In that parallel universe known as noir, a world of heated bodies, doubled indemnities, and ringing postmen, Vicki Hendricks has staked her claim-with a speargun. The Hollywood, Florida resident's first novel, [beginital] Miami Purity [endital], established her as a fearless explorer of the darker side of the female heart. Her sophomore outing, Iguana Love, is an equally outrageous portrait of a woman at the mercy of sexual passions she can barely control.
Ramona Romano is bored with married life in Miami, hoping for a dramatic change. Her mother knows what she needs: "a hardworking husband without tattoos." But Gary's just not enough. Leaving him in front of the television one night, she hightails it over to Biscayne Bay to Seabirds, a local bar frequented by divers. Once there, she's confused about what she wants: Enzo, "the dark circling shadow" in her mind? Charley, "thin and sinewy as a Cousteau?" Or maybe Dennis, "an enormous, dark, bodybuilder?"
It soon becomes clear that Mona (love that name) won't rest until she's had them all, and a few more besides. The ensuing complications, which range from juggling dates, to decapitated snakes, to being left for dead in the Atlantic Ocean, are all propelled by Mona's insatiable desire. And there's that iguana, one strangely attractive lizard among so many, many more.
Hendricks' technical trick is to switch the sex of the noir hero. Mona possesses the rare freedom of looking at men as promising hunks of sexual capital. In her focused and practiced gaze, the males within her vision resolve themselves into a swirl of tight rumps, tapered torsos, and curly hair that disappears up their thighs into the steamy promise of their shorts. Antimatter such as Alan Alda, coming into contact with this world, would simply and instantaneously disappear.
A classic noir hero(ine), she confesses late in the book about her conquest: "I couldn't deny that our relationship was pathological. My autonomy was shot. But I didn't care. . . . I hated him and his power over me, yet I admired and worshipped every monstrous, evil molecule of him."
Despite the ongoing sexual gymnastics, this book is principally about female desire, an unabashed account not of arousal, but of the erotics of arousing others. Mona finds what is most desirable in men is their desire for her, and the more men she can simultaneously interest, the more arousing she finds it.

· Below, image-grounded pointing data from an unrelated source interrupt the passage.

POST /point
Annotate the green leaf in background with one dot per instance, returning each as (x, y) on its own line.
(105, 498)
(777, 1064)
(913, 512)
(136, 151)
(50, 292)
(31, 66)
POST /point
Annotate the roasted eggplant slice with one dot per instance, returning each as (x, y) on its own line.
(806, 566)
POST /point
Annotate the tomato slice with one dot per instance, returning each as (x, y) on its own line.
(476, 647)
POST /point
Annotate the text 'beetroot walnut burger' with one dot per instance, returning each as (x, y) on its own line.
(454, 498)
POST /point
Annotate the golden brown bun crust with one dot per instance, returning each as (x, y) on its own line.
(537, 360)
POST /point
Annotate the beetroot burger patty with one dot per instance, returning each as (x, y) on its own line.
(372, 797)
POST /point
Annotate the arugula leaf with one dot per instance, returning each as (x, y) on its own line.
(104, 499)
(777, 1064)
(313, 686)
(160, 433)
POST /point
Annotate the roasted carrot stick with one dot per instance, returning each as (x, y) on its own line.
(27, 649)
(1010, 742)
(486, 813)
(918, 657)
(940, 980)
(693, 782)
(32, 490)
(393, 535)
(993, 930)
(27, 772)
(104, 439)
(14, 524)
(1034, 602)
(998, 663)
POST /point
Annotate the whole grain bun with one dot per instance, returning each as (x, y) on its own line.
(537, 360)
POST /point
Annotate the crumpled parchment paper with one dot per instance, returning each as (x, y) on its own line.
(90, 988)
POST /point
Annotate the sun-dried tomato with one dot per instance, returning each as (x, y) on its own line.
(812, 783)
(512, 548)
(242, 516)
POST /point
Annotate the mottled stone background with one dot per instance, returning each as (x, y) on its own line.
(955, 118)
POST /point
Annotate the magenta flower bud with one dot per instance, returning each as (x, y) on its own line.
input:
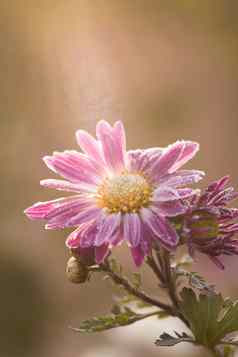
(76, 271)
(209, 225)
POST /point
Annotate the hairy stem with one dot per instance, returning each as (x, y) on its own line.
(157, 271)
(169, 279)
(120, 280)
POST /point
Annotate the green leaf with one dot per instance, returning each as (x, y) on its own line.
(167, 340)
(195, 280)
(118, 317)
(211, 318)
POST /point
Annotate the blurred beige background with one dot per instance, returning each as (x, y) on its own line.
(169, 70)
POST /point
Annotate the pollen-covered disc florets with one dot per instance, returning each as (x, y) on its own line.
(124, 193)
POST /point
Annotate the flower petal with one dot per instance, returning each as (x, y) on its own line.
(189, 151)
(182, 178)
(84, 216)
(108, 228)
(175, 156)
(132, 229)
(113, 144)
(90, 146)
(41, 209)
(74, 166)
(101, 253)
(171, 209)
(63, 185)
(164, 194)
(83, 236)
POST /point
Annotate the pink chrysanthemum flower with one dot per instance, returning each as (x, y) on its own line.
(119, 195)
(209, 225)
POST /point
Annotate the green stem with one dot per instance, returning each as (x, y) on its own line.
(120, 280)
(170, 280)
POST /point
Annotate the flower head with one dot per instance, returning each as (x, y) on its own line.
(208, 226)
(119, 195)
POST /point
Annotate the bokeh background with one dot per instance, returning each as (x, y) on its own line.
(169, 70)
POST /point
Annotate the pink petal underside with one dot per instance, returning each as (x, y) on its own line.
(159, 227)
(70, 208)
(90, 146)
(108, 228)
(182, 178)
(101, 253)
(132, 229)
(189, 151)
(83, 236)
(165, 194)
(84, 216)
(142, 160)
(112, 141)
(171, 209)
(63, 185)
(40, 209)
(175, 156)
(74, 167)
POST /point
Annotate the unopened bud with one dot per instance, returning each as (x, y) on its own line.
(76, 271)
(203, 225)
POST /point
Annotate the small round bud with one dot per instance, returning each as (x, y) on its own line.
(76, 272)
(203, 225)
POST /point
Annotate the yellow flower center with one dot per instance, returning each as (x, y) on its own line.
(124, 193)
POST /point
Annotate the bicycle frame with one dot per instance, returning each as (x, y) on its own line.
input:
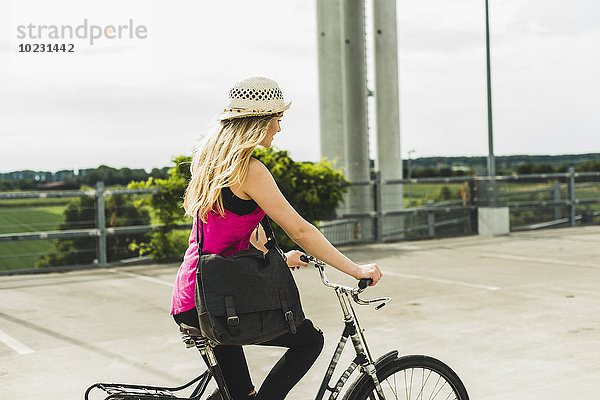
(363, 360)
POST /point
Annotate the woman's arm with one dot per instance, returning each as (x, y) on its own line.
(261, 187)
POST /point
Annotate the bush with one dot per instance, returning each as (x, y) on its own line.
(313, 189)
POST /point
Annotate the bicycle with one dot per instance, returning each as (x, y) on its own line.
(387, 377)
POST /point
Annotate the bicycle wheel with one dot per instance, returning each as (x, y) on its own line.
(413, 378)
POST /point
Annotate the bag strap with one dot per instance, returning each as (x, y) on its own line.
(265, 222)
(287, 313)
(199, 237)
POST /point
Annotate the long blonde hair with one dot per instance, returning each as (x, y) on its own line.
(221, 160)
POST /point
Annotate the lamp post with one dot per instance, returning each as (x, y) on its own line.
(410, 177)
(491, 162)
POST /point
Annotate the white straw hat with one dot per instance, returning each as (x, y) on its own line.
(252, 97)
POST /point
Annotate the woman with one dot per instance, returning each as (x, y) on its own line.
(232, 192)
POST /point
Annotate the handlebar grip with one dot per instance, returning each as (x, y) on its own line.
(364, 282)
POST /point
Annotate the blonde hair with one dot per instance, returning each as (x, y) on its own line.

Hendricks is onto something here, because as an author, like her heroine, she wants to have it both ways: feminist in her frankness about Mona's desires, yet traditionally masculine in her concern with the body of the desired object.
Had a man written about women this way (and of course they have and do), he'd be accused of objectifying women. One part James M. Cain and one part Mickey Spillane, Hendricks' prose comes across as a studied gender reversal, or as a slightly silly and guilty pleasure for women who appreciate men for their physical qualities. A man this sexualized would be denounced as a predator. Ms. Hendricks wants us to take Mona a bit differently, as a woman who knows her pleasures and takes them where she can.
What's ultimately most striking about Mona's psychology is that her responses to the male body seem to be less female and more those of a gay man. I can imagine that if she keeps writing this way she will become the queen of a small but avid coterie of men who love men, who just can't get enough of her Female Gaze.
Unfortunately for all of us, Babs Stanwyck isn't around to play Ramona in the movie version. Picture Gretchen Mol, glistening in a South Florida sweat, licking her pouty lips, having a little trouble with that clingy halter top, surveying the divers in the bar. The only thing she can't control in the bar is herself. Who'll it be tonight?